Submitted by Matthew on 1 April, 2014 - 6:12

In the run up to the May European elections, UKIP have been getting a lot of attention.

A new book, Revolt on the Right, by academic Matthew Goodwin and Robert Ford highlighted why the interest in UKIP. The book argues, more or less convincingly, that UKIP is now similar to, and as stable as other “radical right” populist parties around Europe (such as the Freedom Party of Austria, the Swiss Peoples Party or France’s Front National).

They have expanded their political base to take in older, precariously employed or unemployed working-class voters (mostly men) and broadened their appeal to become anti-immigration as well as Eurosceptic.

The left should take UKIP seriously. We need to combat their anti-immigration populism; we need to rebuild and create a labour movement which will fight for all precarious workers, migrants and UK-born. We need to win the arguments over how to fight for more jobs, homes and decent benefits for all.

But there is taking UKIP seriously, and giving it credence. Giving it uncritical airtime is what Channel Four’s documentary by Martin Durkin chose to do (‘Nigel Farage, Who are you?’ 31 March).

Durkin is a former member of the Revolutionary Communist Party, an organisation which disbanded in 1997. The RCP was a very strange group, which habitually took up pretentious or deliberately contrarian and sometimes offensive views (e.g. denying the imprisonment of Bosnian Muslims by Serbs in the Balkans).

Many ex-members of the RCP have done very well for themselves. Claire Fox is a regular “talking head” on BBC radio. Munira Mirza is Boris Johnson’s Director of Policy for Culture. And Martin Durkin? He is a film maker who’s ploughed the RCP-contrarian furrow (the dangers of silicone breast implants have been exaggerated, GM food is great, global warming may not be caused by human activity...). He says he has moved from the left towards the “straight liberatarian”, whatever that means.

It means lazy and dumb to judge by his approach to Nigel Farage. A posh bloke follows around another posh bloke for six months. Who is “the man behind the mayhem” according to Durkin?

UKIP is Britain’s favourite party! Farage talks from the gut! He’s a swaggering cowboy! What a trouble maker! He loves his beer and fags, just like working-class people! “I love Europe, me (its wine, its cheese, its beer)”.

Durkin’s script is non-existent. He just lets the man himself do the talking... and talk he does... and talk... and guffaw. What a lad this ex-City boy is? Bugger bureaucracy! Up free trade!
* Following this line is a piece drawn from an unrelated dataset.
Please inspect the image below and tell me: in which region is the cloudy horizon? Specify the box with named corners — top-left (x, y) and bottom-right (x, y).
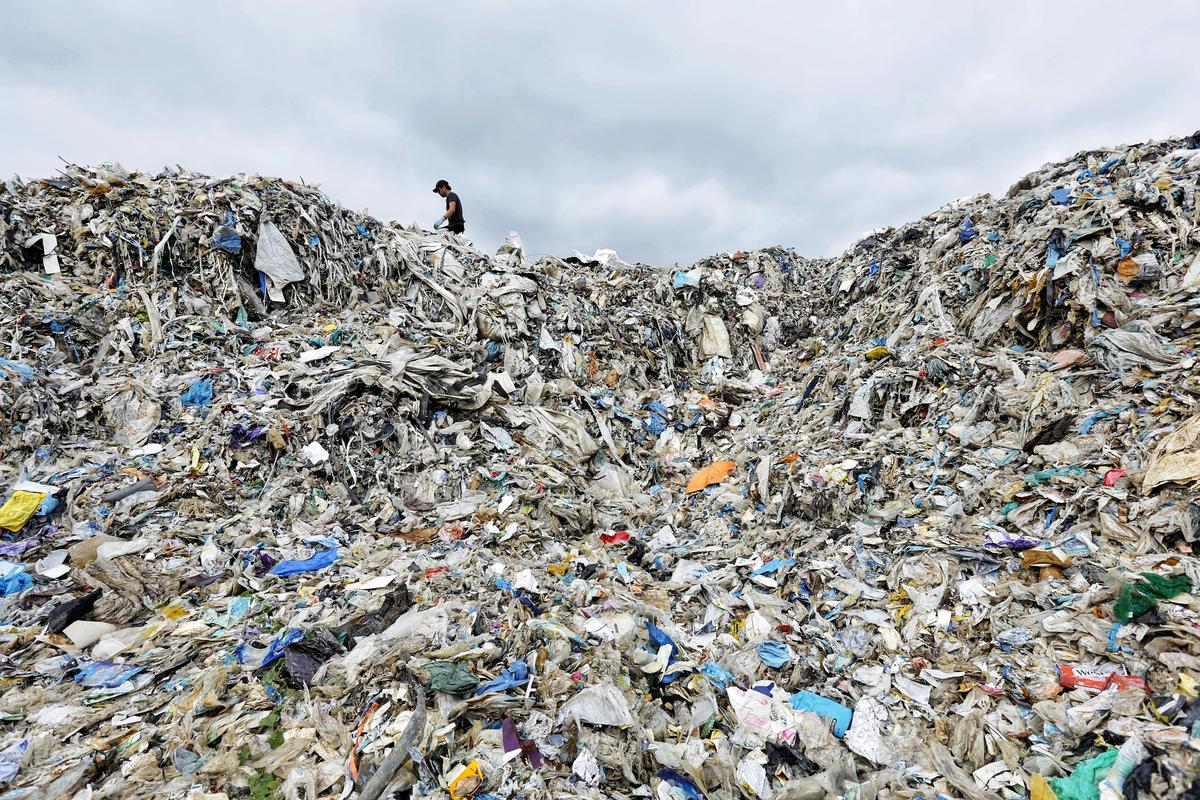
top-left (0, 0), bottom-right (1200, 264)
Cue the James Bond music....

Durkin probably thinks the kind of serious, historically situated, evidenced and careful analysis of Revolt on the Right is po-faced, “politically correct” or some kind of establishment conspiracy. If the last point is his point I suggest he looks in the mirror.

So why did Channel Four allow this Barbar-jacketed dilletante to make a political broadcast on behalf of the really nasty party?